"The designation “Buddhism” originates in the West, not the East. In short, it is a construct of the minds of scholars in the West. There is no definitive evidence, for instance, that Tibetans, Indians, Sinhalese, or Chinese referred to or conceived of themselves as Buddhists before they were given this label by Westerners."What is the difference between Eastern Buddhism (India/China/Japanese/Thai/etc) if I got my geo' correct, and Western (Some parts of Europe/American/etc) Buddhism?
Olson, C. (2005). The Different Paths of Buddhism: A Narrative-Historical Introduction. Rutgers University Press.
"What many Americans and Europeans often understand by the term “Buddhism,” however, is actually a modern hybrid tradition with roots in the European Enlightenment no less than the Buddha’s enlightenment, in Romanticism and transcendentalism as much as the Pali canon, and in the clash of Asian cultures and colonial powers as much as in mindfulness and meditation."
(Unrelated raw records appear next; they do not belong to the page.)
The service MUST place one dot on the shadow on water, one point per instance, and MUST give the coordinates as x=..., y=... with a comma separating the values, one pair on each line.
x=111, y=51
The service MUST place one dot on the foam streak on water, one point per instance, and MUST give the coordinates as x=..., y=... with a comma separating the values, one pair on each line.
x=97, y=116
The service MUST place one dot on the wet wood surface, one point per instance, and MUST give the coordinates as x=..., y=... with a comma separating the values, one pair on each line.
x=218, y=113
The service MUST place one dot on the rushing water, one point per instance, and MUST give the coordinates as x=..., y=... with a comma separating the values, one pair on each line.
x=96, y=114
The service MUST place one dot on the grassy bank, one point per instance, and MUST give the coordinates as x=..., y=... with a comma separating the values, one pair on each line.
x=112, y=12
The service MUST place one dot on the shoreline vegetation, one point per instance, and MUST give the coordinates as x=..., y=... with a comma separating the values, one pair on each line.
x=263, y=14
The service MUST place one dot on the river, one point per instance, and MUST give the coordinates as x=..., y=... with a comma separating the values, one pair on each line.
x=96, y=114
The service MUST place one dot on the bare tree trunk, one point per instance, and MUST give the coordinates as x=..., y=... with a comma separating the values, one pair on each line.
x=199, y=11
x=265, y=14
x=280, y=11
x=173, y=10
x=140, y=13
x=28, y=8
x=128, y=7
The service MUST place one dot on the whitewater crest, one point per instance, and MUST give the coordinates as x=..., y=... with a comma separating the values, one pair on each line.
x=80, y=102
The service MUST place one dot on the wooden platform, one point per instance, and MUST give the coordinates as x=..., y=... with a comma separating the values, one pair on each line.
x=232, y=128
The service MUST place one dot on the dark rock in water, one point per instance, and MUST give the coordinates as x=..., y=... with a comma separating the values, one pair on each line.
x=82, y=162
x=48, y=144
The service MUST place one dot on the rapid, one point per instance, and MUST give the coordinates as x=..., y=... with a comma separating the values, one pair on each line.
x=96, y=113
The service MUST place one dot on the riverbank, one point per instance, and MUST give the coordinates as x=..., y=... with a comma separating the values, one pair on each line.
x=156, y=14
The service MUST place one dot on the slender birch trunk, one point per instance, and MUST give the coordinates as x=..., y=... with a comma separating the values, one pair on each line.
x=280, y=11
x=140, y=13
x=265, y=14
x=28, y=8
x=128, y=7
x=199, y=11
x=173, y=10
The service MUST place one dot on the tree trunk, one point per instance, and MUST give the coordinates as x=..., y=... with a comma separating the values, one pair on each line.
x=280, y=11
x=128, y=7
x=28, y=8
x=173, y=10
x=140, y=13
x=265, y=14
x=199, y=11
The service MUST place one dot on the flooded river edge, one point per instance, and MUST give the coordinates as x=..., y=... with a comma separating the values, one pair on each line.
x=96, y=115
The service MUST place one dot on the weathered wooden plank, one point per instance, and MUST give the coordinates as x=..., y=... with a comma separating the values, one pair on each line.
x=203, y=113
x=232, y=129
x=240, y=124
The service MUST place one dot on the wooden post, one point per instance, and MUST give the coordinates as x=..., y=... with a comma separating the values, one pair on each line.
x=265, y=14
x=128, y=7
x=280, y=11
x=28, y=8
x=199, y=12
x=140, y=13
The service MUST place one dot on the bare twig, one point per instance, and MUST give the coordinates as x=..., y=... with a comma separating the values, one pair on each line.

McMahan, D. L. (2008). The Making of Buddhist Modernism. Oxford University Press.
"the term ‘Buddhism’ seems to have arisen at around the same time as its sibling ‘Hinduism’, and it is by no means a straightforward task to find a meaningful version of the term (or indeed for the terms ‘religion’ or ‘mysticism’) in Asian languages. This is not, as has often been stated, merely a problem of translation but one of social identity. It is not clear that the Tibetans, the Sinhalese or the Chinese conceived of themselves as ‘Buddhists’ before they were so labelled by Westerners."
King, R. (1999). Orientalism and Religion: Postcolonial Theory, India and "The Mystic East". Routledge.